Peregrine plans to report on secondary endpoints, including median progression-free survival (PFS) and overall survival (OS) once reached during 2012. Bavituximab’s therapeutic potential is being evaluated in three randomized Phase II trials in front-line NSCLC, second-line NSCLC, and front-line pancreatic cancer, as well as in four investigator-sponsored trials (ISTs) in additional oncology indications with clinical data from each study expected in 2012.

“These first randomized clinical data indicate bavituximab is an active anti-tumor agent and heightens our enthusiasm for the bavituximab program, including the upcoming results from seven ongoing trials in different oncology indications,” said Kerstin B. Menander, M.D. Ph.D., head of medical oncology at Peregrine Pharmaceuticals. “Bavituximab targets a specific marker on tumor blood vessels but not on healthy vessels, offering a very basic mechanism of action and resulting in broad potential in the treatment of cancer patients. These results go a long way toward supporting our phosphatidylserine (PS)-targeting platform in a randomized trial setting, indicating bavituximab’s anti-tumor activity in combination with chemotherapy.”

“Across our bavituximab trials, the clinical data have been remarkably consistent with promising tumor response and patient survival,” said Steven W. King, president and chief executive officer of Peregrine. “With seven trials advancing, we are driving our bavituximab oncology program to multiple near-term clinical data reports, importantly the unblinding of our randomized Phase II trial in second-line NSCLC patients in the first half of next year. We are excited to be developing new therapeutic options for treating patients with the deadliest forms of cancer.”

As in prior studies, the safety profile of bavituximab administered with chemotherapy was similar to chemotherapy alone. In a prior single-arm Phase II study in 49 patients, bavituximab in combination with carboplatin and paclitaxel demonstrated encouraging ORR data of 43%, median PFS of 6.1 months, and median overall survival (OS) of 12.4 months.

About Peregrine’s Randomized Phase II Front-Line NSCLC Trial
This randomized trial is designed to compare the ORR of carboplatin and paclitaxel with or without bavituximab in 86 patients with front-line, Stage IV metastatic NSCLC. This preliminary analysis was performed on the intent-to-treat population and best ORR was determined at investigator sites using RECIST (Response Evaluation Criteria in Solid Tumors) criteria. Secondary objectives of the study include median PFS, duration of response, median OS, and safety parameters. More information about this trial can be found at http://www.clinicaltrials.gov/ct2/show/NCT01160601?term=bavituximab&rank=4.

About Bavituximab
Bavituximab is a first-in-class phosphatidylserine (PS)-targeting monoclonal antibody that represents a new approach to treating cancer. PS is a highly immunosuppressive molecule usually located inside the membrane of healthy cells, but “flips” and becomes exposed on the outside of cells that line tumor blood vessels, creating a specific target for anti-cancer treatments.

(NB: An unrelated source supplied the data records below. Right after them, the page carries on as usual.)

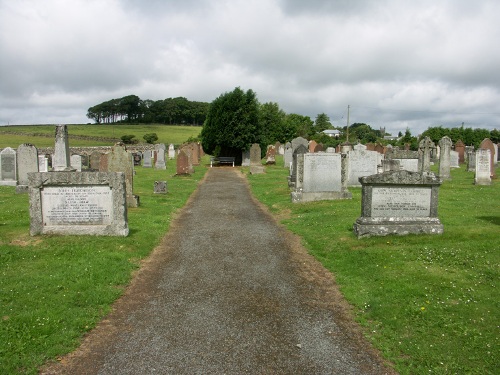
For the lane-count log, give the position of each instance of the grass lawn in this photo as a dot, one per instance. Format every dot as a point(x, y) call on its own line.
point(53, 289)
point(428, 302)
point(43, 135)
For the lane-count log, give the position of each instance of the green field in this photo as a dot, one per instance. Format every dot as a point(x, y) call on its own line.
point(428, 302)
point(43, 135)
point(53, 289)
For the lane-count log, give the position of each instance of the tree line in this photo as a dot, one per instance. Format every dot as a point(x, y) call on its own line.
point(132, 109)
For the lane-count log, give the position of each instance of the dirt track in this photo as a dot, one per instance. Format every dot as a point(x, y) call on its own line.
point(228, 292)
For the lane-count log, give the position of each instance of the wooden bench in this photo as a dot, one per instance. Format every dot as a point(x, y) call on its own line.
point(222, 160)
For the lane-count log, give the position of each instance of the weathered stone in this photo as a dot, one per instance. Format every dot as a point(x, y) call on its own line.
point(399, 203)
point(91, 203)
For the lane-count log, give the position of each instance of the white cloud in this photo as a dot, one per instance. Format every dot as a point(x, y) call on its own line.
point(397, 63)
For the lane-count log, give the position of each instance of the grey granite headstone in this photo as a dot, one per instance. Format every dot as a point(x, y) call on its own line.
point(256, 166)
point(444, 158)
point(8, 167)
point(27, 161)
point(92, 203)
point(147, 159)
point(483, 167)
point(160, 187)
point(319, 177)
point(399, 203)
point(61, 158)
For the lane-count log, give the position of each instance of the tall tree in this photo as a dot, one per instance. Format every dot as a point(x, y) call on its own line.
point(232, 124)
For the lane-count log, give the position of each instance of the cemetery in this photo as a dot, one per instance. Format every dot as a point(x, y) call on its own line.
point(385, 225)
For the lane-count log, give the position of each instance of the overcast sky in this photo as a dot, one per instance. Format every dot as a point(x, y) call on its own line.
point(397, 63)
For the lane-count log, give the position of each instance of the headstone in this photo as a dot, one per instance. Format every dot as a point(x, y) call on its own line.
point(454, 159)
point(182, 163)
point(160, 187)
point(399, 203)
point(120, 160)
point(27, 161)
point(8, 167)
point(300, 150)
point(43, 163)
point(171, 151)
point(425, 149)
point(361, 163)
point(61, 158)
point(444, 158)
point(160, 156)
point(471, 160)
point(245, 158)
point(320, 177)
point(312, 145)
point(256, 166)
point(483, 167)
point(90, 203)
point(95, 160)
point(460, 148)
point(76, 162)
point(271, 155)
point(147, 162)
point(487, 144)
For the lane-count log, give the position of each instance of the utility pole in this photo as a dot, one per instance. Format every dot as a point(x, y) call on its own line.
point(348, 108)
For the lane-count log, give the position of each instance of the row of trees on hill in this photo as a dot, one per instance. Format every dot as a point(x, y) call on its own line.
point(132, 109)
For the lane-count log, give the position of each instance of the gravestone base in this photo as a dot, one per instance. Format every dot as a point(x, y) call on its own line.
point(301, 196)
point(257, 169)
point(368, 227)
point(22, 189)
point(73, 203)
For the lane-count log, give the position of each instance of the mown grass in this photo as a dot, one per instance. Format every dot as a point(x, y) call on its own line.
point(428, 302)
point(166, 134)
point(53, 289)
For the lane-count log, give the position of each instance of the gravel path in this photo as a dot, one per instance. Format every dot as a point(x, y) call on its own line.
point(228, 292)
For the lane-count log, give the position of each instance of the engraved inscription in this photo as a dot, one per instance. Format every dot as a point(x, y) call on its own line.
point(401, 202)
point(82, 205)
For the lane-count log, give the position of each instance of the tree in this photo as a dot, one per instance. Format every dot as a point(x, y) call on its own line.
point(322, 123)
point(232, 124)
point(150, 137)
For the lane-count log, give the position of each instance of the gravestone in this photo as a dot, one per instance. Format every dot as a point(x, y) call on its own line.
point(120, 160)
point(61, 158)
point(399, 203)
point(160, 187)
point(320, 177)
point(483, 167)
point(361, 163)
point(160, 156)
point(300, 150)
point(425, 150)
point(76, 162)
point(444, 158)
point(43, 163)
point(95, 160)
point(182, 163)
point(487, 144)
point(171, 151)
point(454, 159)
point(245, 158)
point(256, 166)
point(27, 161)
point(288, 156)
point(92, 203)
point(471, 160)
point(147, 161)
point(271, 155)
point(8, 167)
point(460, 148)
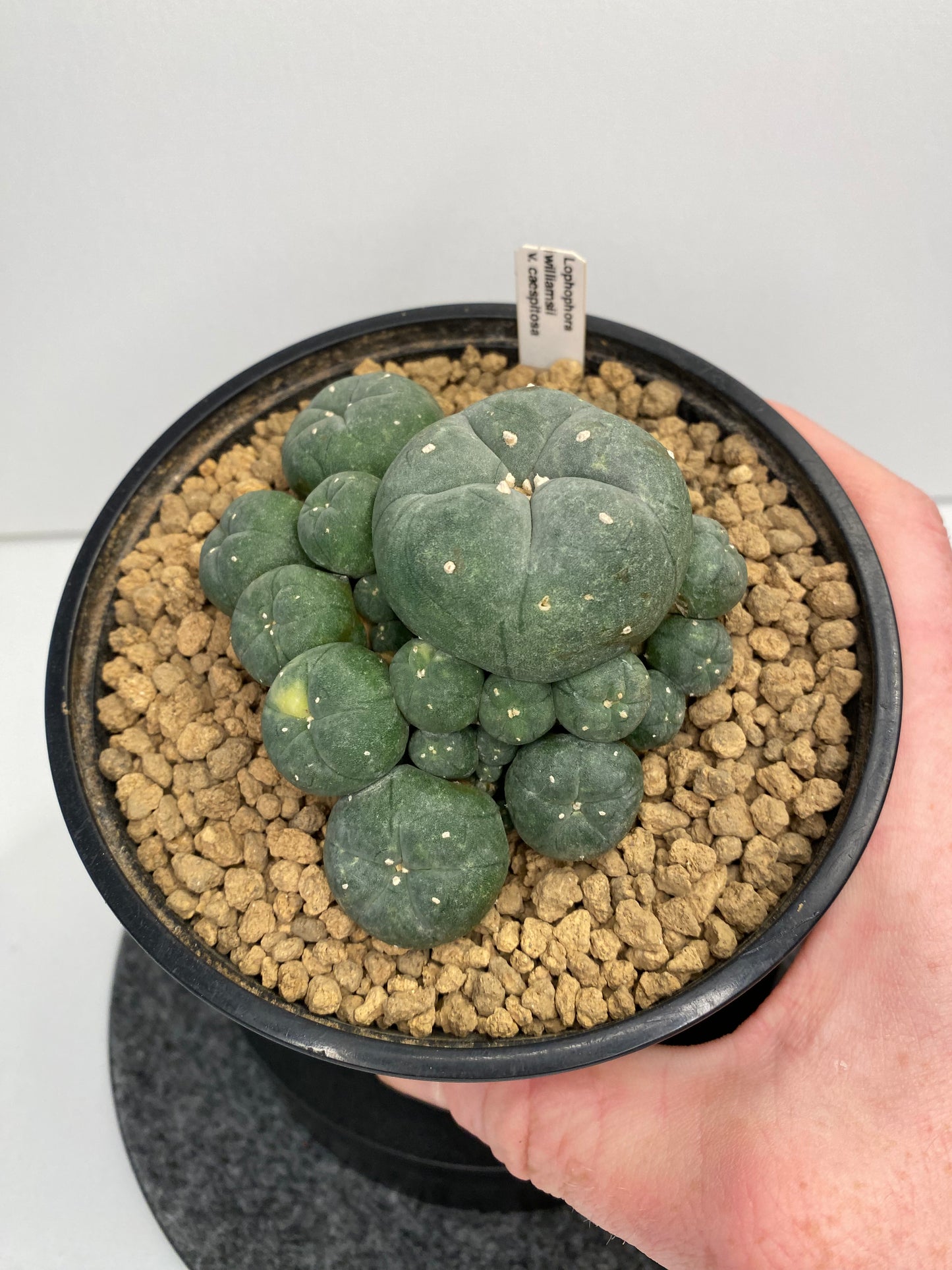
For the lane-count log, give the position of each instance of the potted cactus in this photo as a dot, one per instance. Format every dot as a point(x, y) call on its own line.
point(527, 548)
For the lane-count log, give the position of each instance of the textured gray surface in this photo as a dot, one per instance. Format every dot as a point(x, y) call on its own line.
point(238, 1185)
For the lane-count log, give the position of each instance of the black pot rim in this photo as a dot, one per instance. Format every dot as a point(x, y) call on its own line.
point(479, 1060)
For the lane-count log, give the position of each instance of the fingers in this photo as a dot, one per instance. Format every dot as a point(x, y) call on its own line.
point(904, 523)
point(635, 1143)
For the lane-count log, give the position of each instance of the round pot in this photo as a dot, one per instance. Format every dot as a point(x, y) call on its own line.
point(84, 619)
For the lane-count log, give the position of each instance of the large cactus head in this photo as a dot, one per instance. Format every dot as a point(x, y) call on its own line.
point(532, 535)
point(415, 859)
point(289, 610)
point(330, 723)
point(257, 533)
point(694, 653)
point(354, 424)
point(573, 799)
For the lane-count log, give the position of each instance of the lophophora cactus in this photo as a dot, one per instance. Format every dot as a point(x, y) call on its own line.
point(509, 563)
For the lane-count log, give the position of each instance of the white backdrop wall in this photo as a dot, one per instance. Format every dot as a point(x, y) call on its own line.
point(196, 183)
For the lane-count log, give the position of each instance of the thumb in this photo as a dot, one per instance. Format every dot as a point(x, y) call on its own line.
point(629, 1143)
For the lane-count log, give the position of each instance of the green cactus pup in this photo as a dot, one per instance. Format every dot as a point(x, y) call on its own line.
point(334, 525)
point(289, 610)
point(451, 755)
point(356, 424)
point(532, 535)
point(717, 574)
point(664, 715)
point(516, 712)
point(257, 533)
point(573, 799)
point(434, 691)
point(389, 637)
point(694, 653)
point(330, 724)
point(414, 860)
point(605, 703)
point(493, 753)
point(370, 600)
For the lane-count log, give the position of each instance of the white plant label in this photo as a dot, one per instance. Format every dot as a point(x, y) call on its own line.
point(550, 303)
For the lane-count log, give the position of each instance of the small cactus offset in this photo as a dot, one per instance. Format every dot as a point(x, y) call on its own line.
point(605, 703)
point(330, 723)
point(289, 610)
point(493, 753)
point(573, 799)
point(389, 637)
point(694, 653)
point(334, 525)
point(356, 424)
point(451, 755)
point(434, 691)
point(516, 712)
point(370, 600)
point(717, 574)
point(664, 715)
point(257, 533)
point(508, 562)
point(414, 859)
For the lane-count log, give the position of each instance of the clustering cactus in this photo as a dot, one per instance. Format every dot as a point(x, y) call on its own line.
point(694, 653)
point(664, 715)
point(451, 755)
point(334, 525)
point(512, 559)
point(532, 535)
point(357, 424)
point(717, 573)
point(330, 723)
point(289, 610)
point(516, 712)
point(370, 600)
point(257, 533)
point(414, 859)
point(434, 690)
point(573, 799)
point(605, 703)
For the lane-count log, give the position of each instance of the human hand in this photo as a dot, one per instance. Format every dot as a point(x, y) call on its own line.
point(819, 1134)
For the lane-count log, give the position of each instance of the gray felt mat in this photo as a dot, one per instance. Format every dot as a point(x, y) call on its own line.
point(238, 1185)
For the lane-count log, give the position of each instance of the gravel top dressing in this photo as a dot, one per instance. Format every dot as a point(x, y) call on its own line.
point(733, 804)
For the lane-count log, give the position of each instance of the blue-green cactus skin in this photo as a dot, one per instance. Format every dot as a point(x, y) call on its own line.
point(330, 724)
point(573, 799)
point(664, 715)
point(257, 533)
point(434, 691)
point(451, 755)
point(371, 602)
point(717, 574)
point(354, 424)
point(532, 589)
point(289, 610)
point(389, 637)
point(605, 703)
point(415, 860)
point(516, 712)
point(334, 525)
point(694, 653)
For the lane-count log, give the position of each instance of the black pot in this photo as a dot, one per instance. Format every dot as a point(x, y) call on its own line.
point(79, 645)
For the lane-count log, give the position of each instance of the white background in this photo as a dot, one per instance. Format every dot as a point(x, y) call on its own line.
point(192, 185)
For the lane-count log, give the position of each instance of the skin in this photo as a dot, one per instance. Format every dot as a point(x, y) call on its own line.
point(819, 1133)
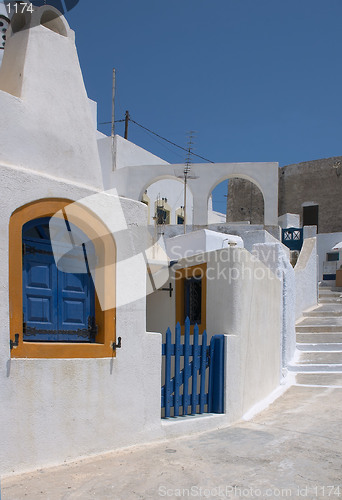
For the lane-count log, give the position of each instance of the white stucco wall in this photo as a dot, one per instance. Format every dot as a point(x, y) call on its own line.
point(52, 410)
point(306, 277)
point(276, 257)
point(325, 242)
point(47, 121)
point(201, 241)
point(245, 304)
point(174, 192)
point(244, 301)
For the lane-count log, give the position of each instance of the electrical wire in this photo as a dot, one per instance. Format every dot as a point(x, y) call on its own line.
point(170, 142)
point(160, 137)
point(116, 121)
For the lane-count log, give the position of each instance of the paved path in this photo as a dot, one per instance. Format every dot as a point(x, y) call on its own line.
point(291, 450)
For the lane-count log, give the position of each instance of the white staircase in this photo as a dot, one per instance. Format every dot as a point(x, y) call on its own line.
point(318, 359)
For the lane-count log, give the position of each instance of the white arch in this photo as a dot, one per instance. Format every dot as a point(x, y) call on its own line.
point(131, 182)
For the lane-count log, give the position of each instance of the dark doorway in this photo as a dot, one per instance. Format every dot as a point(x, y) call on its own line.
point(310, 216)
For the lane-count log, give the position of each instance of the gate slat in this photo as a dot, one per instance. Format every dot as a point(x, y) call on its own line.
point(178, 377)
point(168, 373)
point(202, 371)
point(194, 371)
point(187, 372)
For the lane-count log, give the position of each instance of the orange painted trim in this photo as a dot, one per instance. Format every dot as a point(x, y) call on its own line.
point(90, 224)
point(180, 276)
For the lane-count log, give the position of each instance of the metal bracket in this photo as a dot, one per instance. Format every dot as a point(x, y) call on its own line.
point(169, 289)
point(14, 343)
point(115, 345)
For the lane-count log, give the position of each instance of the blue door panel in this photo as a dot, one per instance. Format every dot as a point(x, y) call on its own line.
point(39, 297)
point(76, 305)
point(57, 306)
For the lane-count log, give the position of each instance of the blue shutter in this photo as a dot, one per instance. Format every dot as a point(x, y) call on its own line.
point(76, 306)
point(39, 292)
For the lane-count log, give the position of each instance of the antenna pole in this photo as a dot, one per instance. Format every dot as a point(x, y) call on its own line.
point(186, 172)
point(113, 121)
point(126, 124)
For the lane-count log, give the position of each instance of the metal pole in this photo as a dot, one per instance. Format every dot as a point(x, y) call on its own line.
point(185, 183)
point(126, 124)
point(113, 122)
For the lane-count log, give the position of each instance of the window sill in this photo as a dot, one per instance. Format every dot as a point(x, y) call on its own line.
point(58, 350)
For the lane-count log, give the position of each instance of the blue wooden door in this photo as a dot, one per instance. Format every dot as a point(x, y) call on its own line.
point(39, 291)
point(57, 306)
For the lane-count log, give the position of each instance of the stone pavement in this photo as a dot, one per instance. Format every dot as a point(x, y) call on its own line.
point(293, 449)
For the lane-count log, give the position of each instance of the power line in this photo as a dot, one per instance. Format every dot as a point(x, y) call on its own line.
point(116, 121)
point(170, 142)
point(160, 137)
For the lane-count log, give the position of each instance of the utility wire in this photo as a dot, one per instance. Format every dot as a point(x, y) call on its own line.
point(160, 137)
point(116, 121)
point(170, 142)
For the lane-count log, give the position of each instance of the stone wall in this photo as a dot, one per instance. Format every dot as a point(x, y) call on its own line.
point(245, 202)
point(317, 181)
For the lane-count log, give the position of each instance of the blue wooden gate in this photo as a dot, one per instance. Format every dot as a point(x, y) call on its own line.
point(293, 238)
point(198, 387)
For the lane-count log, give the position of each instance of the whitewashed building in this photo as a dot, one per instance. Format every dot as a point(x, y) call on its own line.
point(80, 373)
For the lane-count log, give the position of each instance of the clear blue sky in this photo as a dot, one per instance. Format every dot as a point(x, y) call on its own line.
point(258, 80)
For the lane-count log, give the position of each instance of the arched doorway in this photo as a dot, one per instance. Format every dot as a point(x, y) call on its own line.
point(57, 306)
point(240, 199)
point(74, 335)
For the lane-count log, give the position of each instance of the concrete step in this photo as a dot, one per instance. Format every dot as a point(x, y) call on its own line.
point(330, 300)
point(312, 328)
point(316, 338)
point(325, 379)
point(322, 314)
point(314, 368)
point(324, 311)
point(319, 347)
point(329, 291)
point(320, 358)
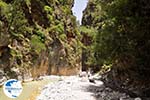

PS-targeting antibodies target and bind to PS and block this immunosuppressive signal, thereby enabling the immune system to recognize and fight the tumor.

About Peregrine Pharmaceuticals
Peregrine Pharmaceuticals, Inc. is a biopharmaceutical company with a portfolio of innovative monoclonal antibodies in clinical trials for the treatment of cancer and serious viral infections. The company is pursuing multiple clinical programs in cancer and hepatitis C virus infection with its lead product candidate bavituximab and novel brain cancer agent Cotara®. Peregrine also has in-house cGMP manufacturing capabilities through its wholly-owned subsidiary Avid Bioservices, Inc. (www.avidbio.com), which provides development and biomanufacturing services for both Peregrine and outside customers. Additional information about Peregrine can be found at www.peregrineinc.com.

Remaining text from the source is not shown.